This is one of the classic stories of public health, an issue that most U.S. history and world history texts tend to ignore, to the detriment of the students and the classroom outcomes.
This is the story as retold by Christopher Cerf and Victor Navasky in The Experts Speak:
In the 1850s a Hungarian doctor and professor of obstetrics named Ignaz Semmelweis [pictured at left] ordered his interns at the Viennese Lying-in Hospital to wash their hands after performing autopsies and before examining new mothers. The death rate plummeted from 22 out of 200 to 2 out of 200, prompting the following reception from one of Europe’s most respected medical practitioners:
“It may be that it [Semmelweis’ procedure] does contain a few good principles, but its scrupulous application has presented such difficulties that it would be necessary, in Paris for instance, to place in quarantine the personnel of a hospital during the great part of a year, and that, moreover, to obtain results that remain entirely problematical.”
– Dr. Charles Dubois (Parisian obstetrician), memo to the French Academy
September 23, 1858Semmelweiss’ superiors shared Dubois’ opinion; when the Hungarian physician insisted on defending his theories, they forced him to resign his post on the faculty.

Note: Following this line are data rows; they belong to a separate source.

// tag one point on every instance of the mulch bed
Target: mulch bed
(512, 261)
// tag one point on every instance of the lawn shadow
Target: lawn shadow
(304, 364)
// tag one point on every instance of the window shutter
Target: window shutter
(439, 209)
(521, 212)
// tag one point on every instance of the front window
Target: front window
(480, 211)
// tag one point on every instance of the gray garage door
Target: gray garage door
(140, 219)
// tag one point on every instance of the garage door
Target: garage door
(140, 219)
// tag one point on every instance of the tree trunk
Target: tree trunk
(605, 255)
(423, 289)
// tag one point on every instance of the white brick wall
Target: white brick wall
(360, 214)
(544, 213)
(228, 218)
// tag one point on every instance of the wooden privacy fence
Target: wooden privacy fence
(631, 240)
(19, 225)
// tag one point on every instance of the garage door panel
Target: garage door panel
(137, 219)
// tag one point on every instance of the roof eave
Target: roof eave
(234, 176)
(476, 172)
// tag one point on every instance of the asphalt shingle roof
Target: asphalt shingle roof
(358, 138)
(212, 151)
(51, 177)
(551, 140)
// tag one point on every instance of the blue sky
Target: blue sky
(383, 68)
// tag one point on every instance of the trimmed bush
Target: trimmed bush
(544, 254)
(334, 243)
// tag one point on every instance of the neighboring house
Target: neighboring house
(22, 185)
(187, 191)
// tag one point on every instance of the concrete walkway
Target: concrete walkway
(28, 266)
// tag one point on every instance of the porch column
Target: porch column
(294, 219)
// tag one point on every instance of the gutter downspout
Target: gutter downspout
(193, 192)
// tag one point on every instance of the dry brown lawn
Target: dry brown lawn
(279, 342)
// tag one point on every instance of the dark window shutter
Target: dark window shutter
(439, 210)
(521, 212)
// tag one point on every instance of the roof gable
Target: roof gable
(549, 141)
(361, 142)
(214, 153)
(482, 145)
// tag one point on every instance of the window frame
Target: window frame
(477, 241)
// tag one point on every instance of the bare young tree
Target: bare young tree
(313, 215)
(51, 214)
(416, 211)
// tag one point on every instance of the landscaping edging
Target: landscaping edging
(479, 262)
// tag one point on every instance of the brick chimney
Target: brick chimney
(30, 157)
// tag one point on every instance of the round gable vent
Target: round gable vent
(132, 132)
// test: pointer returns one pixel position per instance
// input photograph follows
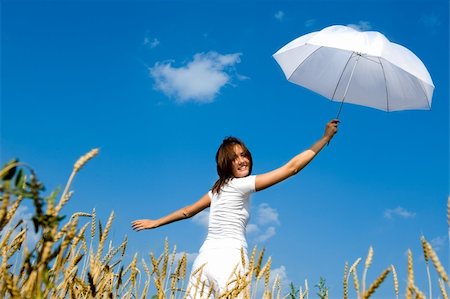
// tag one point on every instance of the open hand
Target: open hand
(331, 128)
(141, 224)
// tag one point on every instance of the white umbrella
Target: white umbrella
(364, 68)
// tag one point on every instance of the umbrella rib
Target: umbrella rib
(304, 60)
(385, 84)
(340, 77)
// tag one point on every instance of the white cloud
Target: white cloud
(200, 80)
(267, 215)
(361, 26)
(269, 233)
(202, 218)
(398, 212)
(438, 243)
(310, 23)
(252, 229)
(279, 15)
(264, 226)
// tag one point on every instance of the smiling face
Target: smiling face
(241, 164)
(233, 160)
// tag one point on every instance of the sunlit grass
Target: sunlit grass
(74, 260)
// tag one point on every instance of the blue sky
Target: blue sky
(157, 85)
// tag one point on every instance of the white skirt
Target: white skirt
(217, 265)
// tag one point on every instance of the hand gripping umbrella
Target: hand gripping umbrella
(364, 68)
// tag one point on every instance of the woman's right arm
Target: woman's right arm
(298, 162)
(183, 213)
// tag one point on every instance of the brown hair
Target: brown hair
(224, 160)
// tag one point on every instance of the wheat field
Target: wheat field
(70, 260)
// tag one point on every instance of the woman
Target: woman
(220, 254)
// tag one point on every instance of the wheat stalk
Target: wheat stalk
(426, 257)
(366, 267)
(394, 277)
(345, 281)
(442, 288)
(376, 283)
(410, 282)
(437, 264)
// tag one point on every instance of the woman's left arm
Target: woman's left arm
(297, 163)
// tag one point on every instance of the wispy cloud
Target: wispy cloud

Gotta wonder what Dr. Dubois would make of the suits and sanitation procedures required today for health professionals who treat Ebola victims.
More:
- Stephen J. Dubner at the Freakonomics blog pointed to a video, to an essay by Semmelweis, and to a column he and Steven D. Levitt had done earlier on handwashing; Maybe things aren’t as good as we had hoped
- “Why is handwashing important?” press release from the Centers for Disease Control, March 6, 2000
- “In 1850, Ignaz Semmelweis saved lives with three words: wash your hands,” Dr. Howard Markel, PBS Newshour, May 15, 2015
- Semmelweis’s biography at the Semmelweis Society International;
Semmelweis Reflex: The Semmelweis reflex or “Semmelweis effect” is a metaphor for the reflex-like tendency to reject new evidence or new knowledge because it contradicts established norms, beliefs or paradigms.

Yes, this is mostly an encore post. Fighting ignorance requires patience.